Sharp spent five years in Norway, but the fact that he is an American works against him, given that there have been three Peace Prize winners from the US in the last decade, according to Sveen. However, the lack of a Latin American laureate in recent years could boost Mexican bishop and nonviolent human rights activist José Raúl Vera López or Cuban blogger Yoani Sanchez.
Another possible direction is inter-religious dialogue. In this category, Harpviken points to Archbishop John Onaiyekan and the Sultan of Sokoto Mohamed Sa’ad Abubakar, leaders of the Christian and Muslim communities in Nigeria. Absent from his list is Maggie Gobran, Egyptian Coptic Christian and head of the charity organization Stephen’s Children. She has been nominated by Norwegian parliamentary members, but could be seen as an inflammatory choice because of the recent uprisings in the Middle East over the anti-Islamic video Innocence of Muslims produced by a Coptic Christian in the US.

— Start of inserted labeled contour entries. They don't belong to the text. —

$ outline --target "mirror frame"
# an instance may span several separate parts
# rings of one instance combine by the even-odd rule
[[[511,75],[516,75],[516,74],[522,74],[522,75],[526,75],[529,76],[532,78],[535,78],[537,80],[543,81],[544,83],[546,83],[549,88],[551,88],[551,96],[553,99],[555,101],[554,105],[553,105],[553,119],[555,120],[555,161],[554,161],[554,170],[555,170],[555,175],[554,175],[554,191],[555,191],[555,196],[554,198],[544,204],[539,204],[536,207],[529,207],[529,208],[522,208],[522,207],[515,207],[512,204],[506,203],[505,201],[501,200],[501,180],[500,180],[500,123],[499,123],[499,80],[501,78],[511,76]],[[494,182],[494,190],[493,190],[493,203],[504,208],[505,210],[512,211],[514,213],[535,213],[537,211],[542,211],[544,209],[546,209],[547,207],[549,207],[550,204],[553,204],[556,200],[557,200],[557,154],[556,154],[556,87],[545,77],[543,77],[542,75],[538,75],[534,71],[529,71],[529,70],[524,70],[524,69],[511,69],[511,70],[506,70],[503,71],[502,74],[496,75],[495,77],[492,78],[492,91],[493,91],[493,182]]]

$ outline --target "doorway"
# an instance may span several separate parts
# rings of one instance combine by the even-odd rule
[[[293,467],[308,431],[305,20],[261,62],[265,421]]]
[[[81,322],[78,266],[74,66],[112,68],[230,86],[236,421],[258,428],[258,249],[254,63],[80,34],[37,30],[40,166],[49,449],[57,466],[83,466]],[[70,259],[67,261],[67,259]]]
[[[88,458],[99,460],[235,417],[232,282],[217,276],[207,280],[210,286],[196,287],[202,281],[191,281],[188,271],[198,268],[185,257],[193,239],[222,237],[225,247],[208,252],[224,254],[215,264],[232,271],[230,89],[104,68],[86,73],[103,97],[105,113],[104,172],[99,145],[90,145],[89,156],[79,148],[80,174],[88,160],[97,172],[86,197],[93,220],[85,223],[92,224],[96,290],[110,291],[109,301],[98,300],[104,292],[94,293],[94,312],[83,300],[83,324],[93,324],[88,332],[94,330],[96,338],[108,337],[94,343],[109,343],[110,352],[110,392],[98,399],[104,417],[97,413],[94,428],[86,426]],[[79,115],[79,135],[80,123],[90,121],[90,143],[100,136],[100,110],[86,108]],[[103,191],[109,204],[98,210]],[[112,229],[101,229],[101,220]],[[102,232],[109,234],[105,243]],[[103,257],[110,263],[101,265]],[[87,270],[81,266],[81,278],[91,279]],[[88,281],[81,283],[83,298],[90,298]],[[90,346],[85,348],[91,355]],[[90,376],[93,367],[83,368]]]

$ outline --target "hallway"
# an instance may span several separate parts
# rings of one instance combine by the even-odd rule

In total, there are 231 valid nominations this year, 43 of which are organizations. Among this year’s nominees are reportedly several top leaders, such as Giulio Andreotti, Helmut Kohl, and Bill Clinton, organizations such as Nansen Dialogue Network, Military Religious Freedom Foundation, Concerned for Working Children, Save the Children, and UNICEF, and various whistleblowers, including Israeli Mordechai Vanunu and Bradley Manning of the US.
The committee will announce their final choice on Friday morning in Oslo. The Peace Prize was shared last year by three women’s rights activists: President Ellen Johnson Sirleaf and Leymah Gbowee of Liberia, and Yemeni activist Tawakkol Karman, head of Women Journalists Without Chains.
Ms. Gbowee has quit her post as head of the Peace and Reconciliation Commission in Ms. Sirleaf's government, criticizing her fellow laureate's administration for corruption and nepotism this week.